= John Christopher Columbus Hill =

American engineer (1828–1904)

John Christopher Columbus Hill (November 15, 1828 – February 16, 1904) was a Texan citizen who, at age 13, accompanied his brother and father on the Mier Expedition. He was captured, adopted by the Mexican president Santa Anna, and eventually became a successful engineer in the United States and Mexico.

==Early life and family==
Hill was born to Asa and Elizabeth Barksdale Hill on November 15, 1828, in Columbus, Georgia, and was the first Anglo-American born there. His family, including older brother James Monroe Hill, who fought at the Battle of San Jacinto, later moved to Texas in what became Fayette County, in central Texas.

At the Battle of San Jacinto the Hills had captured a boy, José Mendes, from Santa Anna's army, and they took the boy to raise and educate. John C.C. Hill had the Mexican boy as a brother and playmate. The taking and raising of captive boys was a custom of wars of the early 1800s, since these boys could later function as interpreters.

José Mendes was later educated with the Hill children at the newly founded Rutersville College in Texas, while John C.C. Hill attended college in Mexico.

==Mier expedition==
When news came that volunteers were needed to defend San Antonio from the invasion of Mexican General Adrián Woll, Asa Hill and Jeffrey Barksdale Hill, John's brother, decided to go. After much debate, it was decided that John, who wanted desperately to go, would be allowed to go. Before leaving, James Monroe Hill lent John his rifle, saying "John, little brother, I carried this gun at San Jacinto. Since I cannot go, I'll give it to you. Don't you ever surrender it to a Mexican." James was sick, so he could not participate in the expedition.

On September 15, 1842, the Hills met with another group of volunteers, and as they moved towards San Antonio, this group grew until it numbered about 200. There were a series of events occurring that fall: the capture of San Antonio, the Battle of Salado Creek (1842), the Dawson Massacre, and the Somervell Expedition. The Mier Expedition (about 300 men) was an offshoot of the Somervell Expedition (about 700 men).

John's 14th birthday occurred on November 15, 1842. By late December, the group had reached the Mexican border. On December 23, a gun accidentally discharged, killing fourteen-year-old Jessie Yocum, a friend of John. Some speculate it could have been his father, Asa Hill, whose gun had discharged.

On December 25, the Texans under Captain William S. Fisher moved into the town of Mier, and a battle with Mexican troops under General Pedro de Ampudia ensued.

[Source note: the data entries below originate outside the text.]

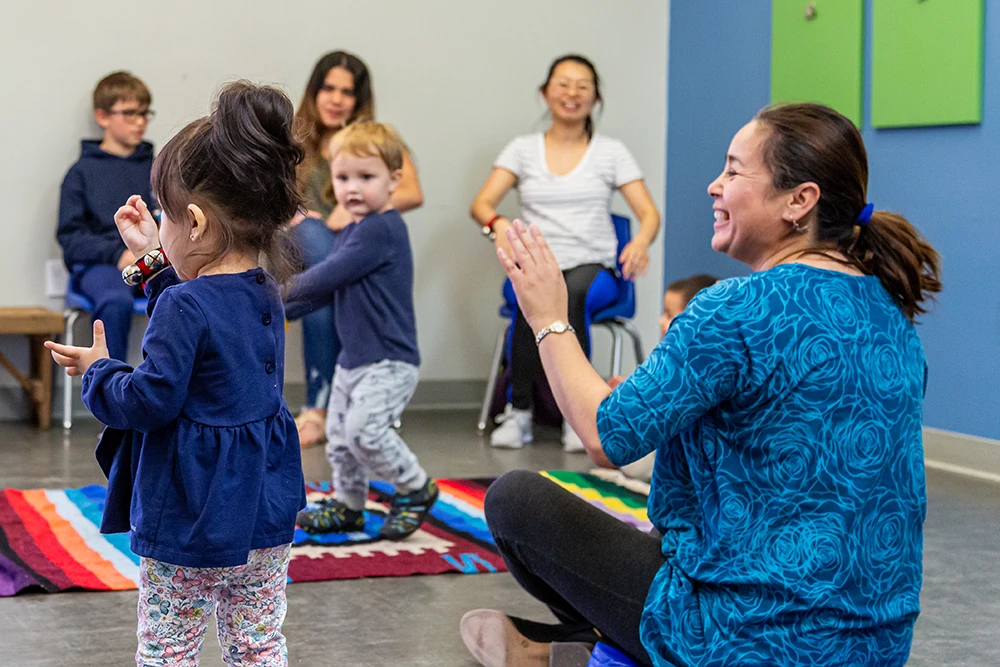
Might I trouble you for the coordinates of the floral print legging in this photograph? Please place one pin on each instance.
(249, 602)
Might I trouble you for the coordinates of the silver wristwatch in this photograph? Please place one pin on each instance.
(556, 327)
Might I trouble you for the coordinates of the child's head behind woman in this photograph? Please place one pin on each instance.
(678, 294)
(226, 185)
(366, 163)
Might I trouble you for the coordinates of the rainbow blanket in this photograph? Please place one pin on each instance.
(49, 539)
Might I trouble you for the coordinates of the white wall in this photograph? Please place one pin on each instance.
(458, 79)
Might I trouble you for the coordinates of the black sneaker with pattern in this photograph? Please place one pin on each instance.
(330, 516)
(408, 512)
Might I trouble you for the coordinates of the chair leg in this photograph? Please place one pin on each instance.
(491, 382)
(636, 341)
(70, 316)
(616, 350)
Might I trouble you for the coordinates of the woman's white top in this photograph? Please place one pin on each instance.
(573, 211)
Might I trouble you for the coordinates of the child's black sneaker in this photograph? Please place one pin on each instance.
(331, 516)
(408, 512)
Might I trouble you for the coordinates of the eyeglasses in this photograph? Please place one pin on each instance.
(133, 115)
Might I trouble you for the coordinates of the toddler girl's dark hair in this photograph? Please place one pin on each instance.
(237, 164)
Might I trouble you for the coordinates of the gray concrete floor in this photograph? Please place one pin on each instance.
(414, 620)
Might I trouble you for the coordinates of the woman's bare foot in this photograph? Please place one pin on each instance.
(311, 424)
(494, 641)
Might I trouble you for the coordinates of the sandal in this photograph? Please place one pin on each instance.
(311, 424)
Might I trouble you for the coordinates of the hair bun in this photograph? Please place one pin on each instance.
(251, 138)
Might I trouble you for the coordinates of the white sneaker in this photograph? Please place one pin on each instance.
(514, 431)
(571, 441)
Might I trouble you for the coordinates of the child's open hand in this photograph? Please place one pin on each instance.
(77, 360)
(137, 227)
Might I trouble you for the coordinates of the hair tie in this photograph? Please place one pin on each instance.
(866, 214)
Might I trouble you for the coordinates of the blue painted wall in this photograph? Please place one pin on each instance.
(946, 180)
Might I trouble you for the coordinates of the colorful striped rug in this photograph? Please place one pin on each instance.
(49, 539)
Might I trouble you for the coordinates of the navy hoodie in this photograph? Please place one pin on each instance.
(93, 190)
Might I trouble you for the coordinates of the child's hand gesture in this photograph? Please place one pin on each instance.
(78, 359)
(137, 227)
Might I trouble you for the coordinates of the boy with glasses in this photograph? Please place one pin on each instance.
(108, 172)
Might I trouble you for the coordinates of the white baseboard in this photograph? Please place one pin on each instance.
(962, 454)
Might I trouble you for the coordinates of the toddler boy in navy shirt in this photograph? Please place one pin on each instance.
(370, 278)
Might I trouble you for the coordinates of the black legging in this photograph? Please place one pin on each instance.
(525, 363)
(588, 567)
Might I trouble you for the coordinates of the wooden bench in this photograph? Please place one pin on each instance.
(39, 325)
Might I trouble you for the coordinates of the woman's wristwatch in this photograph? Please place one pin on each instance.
(556, 327)
(143, 270)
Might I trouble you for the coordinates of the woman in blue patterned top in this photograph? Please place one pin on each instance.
(785, 412)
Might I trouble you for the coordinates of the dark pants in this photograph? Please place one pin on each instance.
(113, 303)
(320, 343)
(525, 364)
(588, 567)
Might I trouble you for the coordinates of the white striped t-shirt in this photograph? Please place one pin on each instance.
(573, 211)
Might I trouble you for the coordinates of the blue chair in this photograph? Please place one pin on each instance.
(616, 318)
(76, 305)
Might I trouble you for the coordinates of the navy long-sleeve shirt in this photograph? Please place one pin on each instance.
(92, 191)
(369, 277)
(208, 466)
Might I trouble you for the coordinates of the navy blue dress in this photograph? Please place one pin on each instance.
(210, 453)
(785, 412)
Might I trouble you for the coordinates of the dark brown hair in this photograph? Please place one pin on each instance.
(588, 125)
(120, 87)
(688, 287)
(238, 164)
(309, 128)
(814, 143)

In the Battle of Mier, John and several other boys were given the task of killing members of the Mexican artillery corps, and John shot between 12 and 17 Mexican soldiers.

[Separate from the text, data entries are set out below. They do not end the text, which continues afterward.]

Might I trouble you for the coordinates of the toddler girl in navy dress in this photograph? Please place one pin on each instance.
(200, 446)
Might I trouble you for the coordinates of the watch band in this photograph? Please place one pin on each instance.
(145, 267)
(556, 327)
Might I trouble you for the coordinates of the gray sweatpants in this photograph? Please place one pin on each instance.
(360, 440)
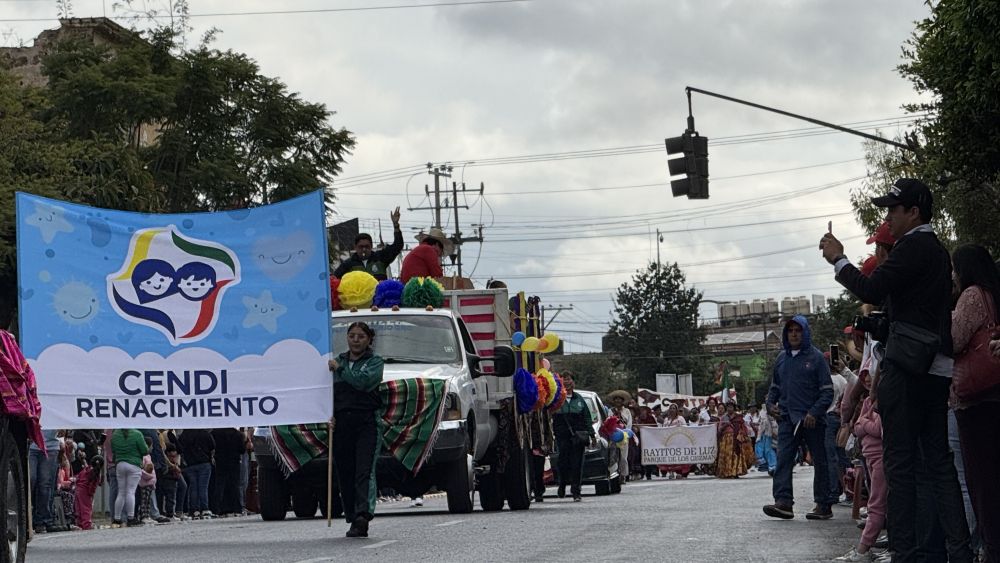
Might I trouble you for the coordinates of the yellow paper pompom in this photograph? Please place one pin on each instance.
(357, 290)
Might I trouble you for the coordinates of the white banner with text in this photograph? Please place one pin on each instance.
(678, 445)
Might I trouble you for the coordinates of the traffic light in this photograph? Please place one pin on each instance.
(694, 165)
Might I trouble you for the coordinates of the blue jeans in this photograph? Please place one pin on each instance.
(112, 476)
(956, 448)
(244, 479)
(788, 446)
(832, 458)
(198, 477)
(42, 471)
(182, 499)
(767, 460)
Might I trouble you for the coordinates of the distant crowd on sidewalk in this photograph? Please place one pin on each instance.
(150, 476)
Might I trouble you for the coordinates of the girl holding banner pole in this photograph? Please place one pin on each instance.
(671, 420)
(357, 374)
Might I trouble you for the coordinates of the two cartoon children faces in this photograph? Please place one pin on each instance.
(155, 279)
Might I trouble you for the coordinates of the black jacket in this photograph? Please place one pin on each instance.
(914, 284)
(378, 262)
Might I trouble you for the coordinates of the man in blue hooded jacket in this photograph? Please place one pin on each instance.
(801, 392)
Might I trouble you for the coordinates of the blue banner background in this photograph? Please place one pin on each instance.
(66, 253)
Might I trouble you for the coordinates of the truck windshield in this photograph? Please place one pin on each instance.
(418, 339)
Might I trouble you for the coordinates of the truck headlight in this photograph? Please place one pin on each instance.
(452, 407)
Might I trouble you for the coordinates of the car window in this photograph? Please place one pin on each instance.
(426, 339)
(470, 346)
(591, 401)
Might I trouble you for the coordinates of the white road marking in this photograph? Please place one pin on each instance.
(379, 544)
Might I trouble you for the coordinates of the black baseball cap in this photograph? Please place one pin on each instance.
(908, 192)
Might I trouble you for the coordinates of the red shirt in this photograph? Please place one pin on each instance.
(422, 261)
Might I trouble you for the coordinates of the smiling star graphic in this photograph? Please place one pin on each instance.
(263, 311)
(50, 221)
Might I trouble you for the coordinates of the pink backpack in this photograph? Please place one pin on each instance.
(17, 386)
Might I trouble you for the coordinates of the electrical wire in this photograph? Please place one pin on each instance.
(310, 11)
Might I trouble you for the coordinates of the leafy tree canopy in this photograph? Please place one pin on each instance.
(656, 328)
(141, 125)
(953, 56)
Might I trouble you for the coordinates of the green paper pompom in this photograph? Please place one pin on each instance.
(421, 292)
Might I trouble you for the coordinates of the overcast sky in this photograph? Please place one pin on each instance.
(471, 84)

==Aftermath of the Battle of Mier==
When the Texan soldiers eventually surrendered, they were told to cast down their weapons into a pile. John, however, heeded his brother's request to never give up the rifle and broke his rifle rather than surrender.

This brazen act attracted the attention of the Mexicans, and Hill was brought to General Ampudia. Ampudia took a liking to the boy, and rather than make him a prisoner like his father and brother, took John temporarily into his own care.

==Life in Mexico==
Eventually, John was taken to Mexico City where he accepted being adopted by the President of Mexico, Antonio López de Santa Anna. He was educated at the Colegio de Mineria, or Mining School.

Later, John helped to translate the Treaty of Guadalupe Hidalgo and to negotiate railroad deals in the United States and Mexico.

In 1855, he married the daughter of a Spanish general and eventually had four children with her. After her death 36 years later, he married the daughter of an English immigrant.

In 1897, he was named an honorary life member of the Texas State Historical Association.